Suriye’yi parçalamak için hazırlar..

Rusya ve Çin engeline takılarak BM’den askeri müdahale kararı çıkaramayan ABD, Suriye’yi parçalamak için NATO üzerinden işgale hazırlanıyor.



MÜDAHALE İÇİN ZEMİN HAZIRLIĞI



Irak’tan sonra Suriye’yi de parçalamak için düğmeye basan ABD NATO kozunu kullanarak işgali Türkiye üzerinden başlatacak...

Rusya ve Çin engeline takılarak BM’den askeri müdahale kararı çıkaramayan ABD, Suriye’yi parçalamak için NATO üzerinden işgale hazırlanıyor. Beyaz Saray’dan dün akşam gelen açıklamada, “Annan planı başarısız olursa, müttefiklerimizle yeni adımı kararlaştırırız” denildi.

“Ne gerekiyorsa yapılır”

Beyaz Saray’ın NATO planına, Pekin’de bulunan Başbakan Tayyip Erdoğan da destek verdi. Erdoğan, “Herhangi bir sınır ihlali sırasında uluslararası hukukta ne yapılıyorsa tabii ki Türkiye de onu yapacaktır” diyerek Suriye’ye silahlı müdahale yapılacağının ilk işaretini verdi.

Savaş çığırtkanlığı

BM Suriye Özel Temsilcisi Kofi Annan ve ABD’li senatörler John McCain ile Joe Lieberman’ın Hatay’daki mültecileri ziyaret etti. Basın toplantısında savaş çığırtkanlığı yapan McCain ve Lieberman, gazetecilere, “Önümüzdeki yıl Şam’da buluşmak üzere” diye veda etti.

K. Irak’ı çözdün mü Suriye’ye giriyorsun!

Başbakan Erdoğan’ın Pekin’den “Kan aktı, Suriye’ye gereken yapılacak” mesajına, siyasiler “Irak’a neden müdahale edemiyorsun” diye tepki gösterdi

Başbakan Recep Tayyip Erdoğan’ın, Pekin’de Suriye sınırında önceki gün meydana gelen olayı hatırlatarak “sınır ihlali” ifadesini kullanıp “Sınırda kan aktı, gereken yapılacak” sözleri “Irak’a neden müdahale etmiyorsun” tepkisiyle karşılandı. YENİÇAĞ’a konuşan CHP Samsun Milletvekili Haluk Koç, ABD’nin Türkiye’nin Irak’taki terör örgütü kamplarına yönelik bir operasyonunu istemediğini belirtti. Koç, “Aynı ABD bize Irak’ta izin vermedi, Suriye’yi işaret etti. Başbakan da emperyalist güçlerden aldığı talimatı yerine getiriyor” dedi.

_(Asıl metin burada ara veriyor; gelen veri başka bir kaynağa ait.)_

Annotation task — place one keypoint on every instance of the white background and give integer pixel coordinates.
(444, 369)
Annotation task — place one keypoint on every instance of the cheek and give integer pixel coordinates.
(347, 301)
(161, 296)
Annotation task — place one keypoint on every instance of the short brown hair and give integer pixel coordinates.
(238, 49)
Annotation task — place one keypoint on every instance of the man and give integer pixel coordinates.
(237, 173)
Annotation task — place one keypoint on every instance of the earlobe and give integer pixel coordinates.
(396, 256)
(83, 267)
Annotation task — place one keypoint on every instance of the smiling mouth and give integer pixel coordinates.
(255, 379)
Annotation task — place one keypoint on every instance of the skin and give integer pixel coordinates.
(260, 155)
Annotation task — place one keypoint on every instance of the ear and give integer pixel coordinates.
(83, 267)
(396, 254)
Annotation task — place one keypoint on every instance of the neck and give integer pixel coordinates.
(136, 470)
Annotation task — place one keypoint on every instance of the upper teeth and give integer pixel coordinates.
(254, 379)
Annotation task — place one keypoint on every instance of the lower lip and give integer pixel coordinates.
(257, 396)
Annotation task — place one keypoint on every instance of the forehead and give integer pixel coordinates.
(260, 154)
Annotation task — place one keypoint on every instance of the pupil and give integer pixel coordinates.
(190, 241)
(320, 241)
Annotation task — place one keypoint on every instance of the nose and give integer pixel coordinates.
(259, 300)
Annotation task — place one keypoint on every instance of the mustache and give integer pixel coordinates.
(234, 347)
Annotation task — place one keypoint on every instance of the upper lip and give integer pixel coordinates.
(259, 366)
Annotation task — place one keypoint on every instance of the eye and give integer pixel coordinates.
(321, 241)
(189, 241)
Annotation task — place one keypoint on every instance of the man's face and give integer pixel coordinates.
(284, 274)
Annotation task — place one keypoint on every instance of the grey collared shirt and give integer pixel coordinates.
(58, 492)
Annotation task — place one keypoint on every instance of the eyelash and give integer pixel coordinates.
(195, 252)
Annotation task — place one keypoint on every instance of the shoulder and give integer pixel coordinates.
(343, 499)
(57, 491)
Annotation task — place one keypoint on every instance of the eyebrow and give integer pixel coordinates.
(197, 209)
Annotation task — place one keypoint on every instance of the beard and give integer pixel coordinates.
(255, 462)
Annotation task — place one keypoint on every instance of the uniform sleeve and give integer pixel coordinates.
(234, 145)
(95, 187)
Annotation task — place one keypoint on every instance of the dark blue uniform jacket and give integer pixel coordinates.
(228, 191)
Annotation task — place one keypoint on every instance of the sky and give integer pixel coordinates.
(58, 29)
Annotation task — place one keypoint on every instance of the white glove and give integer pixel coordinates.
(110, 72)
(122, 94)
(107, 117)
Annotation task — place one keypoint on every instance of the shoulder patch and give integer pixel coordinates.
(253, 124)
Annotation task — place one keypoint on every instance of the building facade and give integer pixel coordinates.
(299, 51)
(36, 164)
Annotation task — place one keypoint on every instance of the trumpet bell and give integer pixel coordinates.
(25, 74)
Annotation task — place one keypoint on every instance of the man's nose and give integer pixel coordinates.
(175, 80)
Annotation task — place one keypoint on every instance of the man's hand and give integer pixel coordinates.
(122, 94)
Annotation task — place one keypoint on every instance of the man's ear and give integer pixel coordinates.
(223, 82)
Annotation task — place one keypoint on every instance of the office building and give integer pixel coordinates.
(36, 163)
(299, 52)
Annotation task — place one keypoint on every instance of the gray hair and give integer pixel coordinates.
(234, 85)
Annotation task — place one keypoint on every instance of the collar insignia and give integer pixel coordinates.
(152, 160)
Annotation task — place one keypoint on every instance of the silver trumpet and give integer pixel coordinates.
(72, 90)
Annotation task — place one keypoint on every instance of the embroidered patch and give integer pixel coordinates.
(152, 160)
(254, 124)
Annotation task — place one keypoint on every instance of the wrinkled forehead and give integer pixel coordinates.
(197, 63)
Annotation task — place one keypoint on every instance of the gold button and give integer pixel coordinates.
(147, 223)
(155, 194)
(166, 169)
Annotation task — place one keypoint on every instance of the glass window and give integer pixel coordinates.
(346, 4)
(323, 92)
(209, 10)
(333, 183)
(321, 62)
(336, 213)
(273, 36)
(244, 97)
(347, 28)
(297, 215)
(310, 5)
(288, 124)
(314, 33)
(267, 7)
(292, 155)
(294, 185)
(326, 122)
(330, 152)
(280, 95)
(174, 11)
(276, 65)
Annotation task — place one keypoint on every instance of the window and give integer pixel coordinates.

Türkiye’nin son dönemde karmaşa üzerine kurduğu dış politikanın ABD tarafından önerildiğini söyleyen Koç sözlerini şöyle sürdürdü: “Suriye içinde yaratılacak olan daha boyutlu müdahaleli bir süreç orada da Kuzey Irak benzeri bir başka otonomi arayan alt bölgeler oluşturacaktır. Çok açık bir şekilde bu durum Türkiye için de ciddi bir tehdit oluşturur. Zaten ABD bizim Irak’a yönelik bir harekât yapmamızı istemiyor. Suriye sonu gelmez bir maceradır. Ortadoğu’da temelde dinler, altında da mezhepler kutuplaşması var. Henüz o coğrafyada Kerbela’nın hesabı görülmemiş. Kaldı ki dinler boyutunda da İslam’la Museviliğin bir kapışması var. Oradaki savaşın, karmaşanın temelinde de bu var. Türkiye’nin bir şekilde buraya müdahil olması demek, doğrudan bu anlaşmazlıkların, yüz yıllardır süren çekişmenin tarafı olarak içine düşmek demektir. Bu, Cumhuriyet Türkiye’sinin yıllardır sakındığı bir durumdur. ”

Ateşi kim açtı?

CHP Adana Milletvekili Ümit Özgümüş de, “Sen terör sorununu çözdün mü ki Suriye’ye meydan okuyorsun” dedi. Suriye’de insan hakları ihlali varsa, bu ülkeye müdahale edecek gücün Birleşmiş Milletler olması gerektiğini ifade eden Özgümüş şunları söyledi: “BM böyle bir karar çıkarmıyor. Sadece Batılı emperyalistlerin taşeronu olarak Türkiye oraya girip, düzeltmeye soyunuyor. Sanki Türkiye’de şu anda insan hakları bitmiş, sanki suçsuz yere gazeteciler, subaylar veya sivil toplum örgütünden insanlar içeride değilmiş, sanki Türkiye terör sorununu çözmüş gibi şu an Türkiye başka bir ülkeye özgürlük götürmeye soyunuyor. Ortadoğu bir bataklıktır. ABD kendini Irak’tan zor kurtardı. Bu durum yeni bir Enver Paşa hadisesine yol açar. Türkiye bir daha oradan çıkamaz. Sınır ihlalini kimin yaptığından şüpheliyim. Gerçekten sınır ihlalini yapan Suriye’nin güvenlik güçleri mi, yoksa Türkiye’yi o batağa çekmek isteyen uluslararası gizli servisler mi.”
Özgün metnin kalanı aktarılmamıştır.